It is what's called an implied subject. "Alla famiglia" = to the family, "non piacque" = (he/she) wasn't liked. As you can see when analyzing the sentence the subject isn't mentioned, but since the verb is in third person singular you know that the subject is going to be either a "him" or "her" (if instead of a person the family didn't like a type of behavior or an event, it could also be an "it"). Hope this helps.
The family did not like him/her/it - any one of those should do, but Duo marked me wrong for using "it". Reported Feb 6 2017.
DL rejected "the family did not like it" 2/22/2019 and does not let me report with "my answer should be accepted"
Duolingo, you can't have an ambiguous translation that can't be reverse translated into the original, it is easy to solve this by adding a pronoun.
Read the explanation by 'cantchooseaname' at the top (and the rest of the thread) - it explains the grammar and logic of the sentence very clearly and simply.
Except there is nothing about the sentence indicating that it's him, her or it, any one of which should be accepted, but "it" is not, but should be. Duo's error in that.
That is something that you need to take up with Duo, but, as far as the explanation of the grammar is concerned, 'cantchooseaname' explains this very clearly and simply.
Yes, I reported it, as I said in my reply to "cantchoo..." I will edit my comments to add "but should be accepted" to reflect Duo's error.
I know this is a little off topic, but whats the difference between "trovato" and "trovarono"? The past tense lessons are a bit confusing.
They are different tenses. "trovato" is the participle used in a number of tenses with an auxiliary verb, as in the passato prossimo e.g. hanno trovato = they have found or they found, whereas "trovarono" is the passato remoto (simple past tense) meaning they found. Mostly you only need to use passato prossimo for events in the recent past, but this lesson is on passato remoto which is mainly used for historical past events, in literature and in many places in southern italy instead of passato prossimo for recent past events. http://italian.about.com/od/verbs/a/italian-verbs-remote-past-tense.htm
So for example, if I wanted to write the sentence " I found my keys" I could use " Ho trovato i miei chiavi" or " Trová i miei chiavi"? Not quite sure if translated that simple past tense variation correctly...

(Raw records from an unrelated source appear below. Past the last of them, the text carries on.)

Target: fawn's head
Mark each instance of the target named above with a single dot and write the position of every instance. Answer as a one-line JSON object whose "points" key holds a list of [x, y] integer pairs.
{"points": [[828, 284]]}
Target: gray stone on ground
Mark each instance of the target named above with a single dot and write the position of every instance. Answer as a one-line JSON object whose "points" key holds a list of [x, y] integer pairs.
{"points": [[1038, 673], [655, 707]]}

The passato remoto (simple past tense) would be "trovai le mie chiavi" but in this case it is not in a historical or literary context so you might only hear that in conversation in some parts of southern Italy, as I understand it. So you should probably just stick to the passato prossimo in conversation and in describing events in the recent past (unless one of the other past tenses are required such as imperfetto or trapassato prossimo).

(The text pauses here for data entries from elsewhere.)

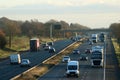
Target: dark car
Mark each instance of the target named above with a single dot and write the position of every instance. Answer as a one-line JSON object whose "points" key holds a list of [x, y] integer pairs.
{"points": [[83, 57], [88, 51], [52, 50], [90, 43], [76, 51], [25, 62], [44, 45]]}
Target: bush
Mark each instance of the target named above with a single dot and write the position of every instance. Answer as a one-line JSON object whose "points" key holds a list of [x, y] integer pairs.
{"points": [[3, 41]]}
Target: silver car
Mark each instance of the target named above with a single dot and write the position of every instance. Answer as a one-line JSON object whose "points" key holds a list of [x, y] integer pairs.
{"points": [[66, 59]]}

for some reason the sound is not coming through on this one - works fine for all other sentences. has anybody else had the same problem?
Why is 'it didn't please the family' marked wrong. An example where the english can reflect the italian usage literally
@CarolHarrison, you're right! You can't say... "alla famiglia non piacque" and then you translate using "her"... you can't omit "lei". "Alla famiglia, lei non piacque" is correct.
I wrote "It didn't please the family" but was marked incorrect. I don't understand why it must be "The family did not like her." Surely both should be accepted since we are not given any further context?